Quote of the week

[T]he moral point of the matter is never reached by calling what happened by the name of ‘genocide’ or by counting the many millions of victims: extermination of whole peoples had happened before in antiquity, as well as in modern colonization. It is reached only when we realize this happened within the frame of a legal order and that the cornerstone of this ‘new law’ consisted of the command ‘Thou shall kill,’ not thy enemy but innocent people who were not even potentially dangerous, and not for any reason of necessity but, on the contrary, even against all military and other utilitarian calculations. … And these deeds were not committed by outlaws, monsters, or raving sadists, but by the most respected members of respectable society.

Hannah Arendt
Eichmann in Jerusalem: A Report on The Banality of Evil
30 December 2006

Saddam HUssein Executed this morning

Saddam Hussein was executed this morning in Bagdad after being convicted of various attrocities by a court of sorts.

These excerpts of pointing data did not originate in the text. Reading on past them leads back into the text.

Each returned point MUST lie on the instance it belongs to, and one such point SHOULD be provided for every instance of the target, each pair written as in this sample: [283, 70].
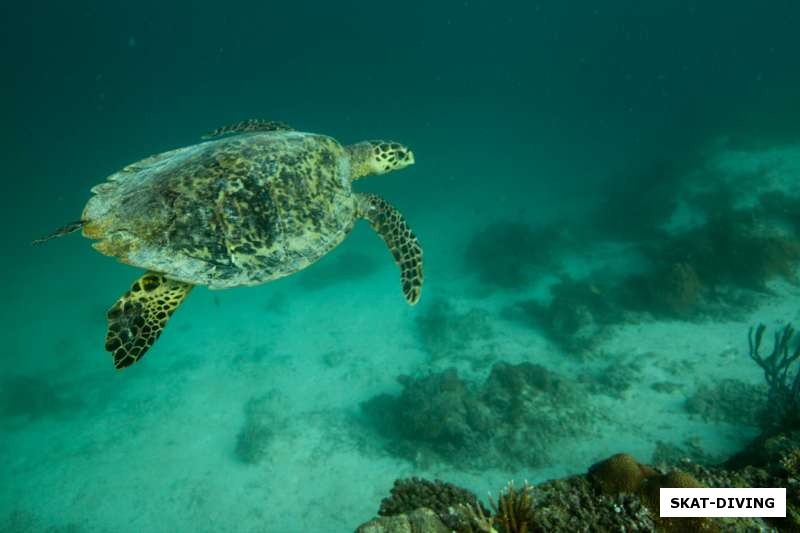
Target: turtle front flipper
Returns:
[391, 226]
[248, 126]
[136, 320]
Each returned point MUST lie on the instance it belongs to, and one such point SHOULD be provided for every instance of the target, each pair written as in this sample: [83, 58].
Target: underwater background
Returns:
[607, 194]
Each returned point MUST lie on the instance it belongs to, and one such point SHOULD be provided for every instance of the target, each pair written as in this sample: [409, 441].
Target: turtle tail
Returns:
[72, 227]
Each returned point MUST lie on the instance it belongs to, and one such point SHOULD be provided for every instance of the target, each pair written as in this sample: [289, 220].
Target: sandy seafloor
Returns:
[152, 448]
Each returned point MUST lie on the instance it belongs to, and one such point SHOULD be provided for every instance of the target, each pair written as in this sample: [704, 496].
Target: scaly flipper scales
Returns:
[136, 320]
[248, 126]
[391, 226]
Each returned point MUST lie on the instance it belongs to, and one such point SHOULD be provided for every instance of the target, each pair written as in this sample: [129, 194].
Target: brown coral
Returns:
[620, 473]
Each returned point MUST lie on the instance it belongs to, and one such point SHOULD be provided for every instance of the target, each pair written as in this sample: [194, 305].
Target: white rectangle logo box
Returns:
[723, 502]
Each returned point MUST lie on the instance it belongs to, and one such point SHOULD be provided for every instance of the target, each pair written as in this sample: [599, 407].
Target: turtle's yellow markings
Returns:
[136, 320]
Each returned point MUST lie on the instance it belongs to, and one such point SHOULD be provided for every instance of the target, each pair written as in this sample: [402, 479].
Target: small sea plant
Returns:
[782, 375]
[513, 511]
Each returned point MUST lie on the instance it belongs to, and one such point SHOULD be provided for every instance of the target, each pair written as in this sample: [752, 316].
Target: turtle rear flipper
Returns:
[72, 227]
[136, 320]
[248, 126]
[391, 226]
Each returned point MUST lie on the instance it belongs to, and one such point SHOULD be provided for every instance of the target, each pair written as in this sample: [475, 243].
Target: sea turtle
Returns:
[256, 202]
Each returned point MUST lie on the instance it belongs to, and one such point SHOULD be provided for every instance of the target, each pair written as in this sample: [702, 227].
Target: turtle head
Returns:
[370, 158]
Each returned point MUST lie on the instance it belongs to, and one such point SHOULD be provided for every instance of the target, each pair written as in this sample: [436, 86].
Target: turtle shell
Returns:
[235, 211]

For me his execution is a reminder that in international affairs there is no such thing as morality.

Many of the attrocities for which Hussein was sentenced to death was committed during the time when the USA supported him and his regime. If he never turned against the USA he would probably still have been in power today.

Even if one supports the death penalty – which I do not – the killing of Hussein in these circumstances under the auspices of the USA seems like a stain on the name of the country who is supposed to be the beacon of liberty in our world.